Edit: Building with 1240 patch applied.

BNieuwenhuizen commented 4 years ago

So can you supply the display settings, (not just the graphics, which have "Very High" preset, but especially what antialiasing method you use ). Can you please also verify that the antialiasing method is consistent between the two compilers? (why would it differ? No clue except that I had the game automatically change it for me when I switched ACO on ...)

baryluk commented 4 years ago

@BNieuwenhuizen Hi Bas! :) Yeah, I noticed that changing between ACO and LLVM made the game sometimes restore some settings to default, but I just retested it again, with going into options and checking all options manually again to be the same, before doing measurements.

I will triple check it in a moment, and run with patch from MR 1240 applied.

baryluk commented 4 years ago

It appears the game did reset a resolution to 1920x1080 and FXAA when using ACO! The game also has tendendency to restart the AA options, as well few other options like Shadow Quality, and Sun Soft Shadows, Specular Reflection Quality, Dynamic Foliage and PureHair.

I made screenshots this time before, in-between, and after each benchmark, and rechecked them when combining the report.
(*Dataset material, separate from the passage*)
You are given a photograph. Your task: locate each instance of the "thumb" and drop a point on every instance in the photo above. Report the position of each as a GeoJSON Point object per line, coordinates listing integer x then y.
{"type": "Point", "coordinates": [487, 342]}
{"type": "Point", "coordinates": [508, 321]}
So the stuff below is accurate.

No more issues, ACO is faster! :)

Mesa 19.3.0-devel , git-b9994cb8d5; LLVM 10 svn372920

Plus manually applied patch from https://gitlab.freedesktop.org/mesa/mesa/merge_requests/1240

I do have few minor local changes running too, but nothing touching compiler passes or code gen.

DISPLAY:

Fullscreen: ON Resolution: 2560x1440 Refresh rate: 60Hz Anti-Aliasing: SMAA VSYNC: OFF

GRAPHICS: Preset: CUSTOM Texture quality: HIGH Anisotropic Filter: 16x Shadow Quality: VERY HIGH Sun Soft Shadows: VERY HIGH Ambient Occlusion: ON Depth of Field: VERY HIGH Level of Detail: VERY HIGH Tessellation: ON Screen Space Reflections: ON Specular Reflection Quality: NORMAL Dynamic Foliage: HIGH Bloom: ON Vignette blur: ON PureHair: OFF Lens Flares: ON Screen Effects: ON Film Grain: ON

In-Game benchmark results:

LLVM 1st run: Mountain Peak: 76.09 FPS (min: 45.22, max: 118.81) Syria: 56.13 FPS (min: 24.17, max: 73.23) Geothermal Valley: 50.66 FPS (min: 41.08, max: 64.67)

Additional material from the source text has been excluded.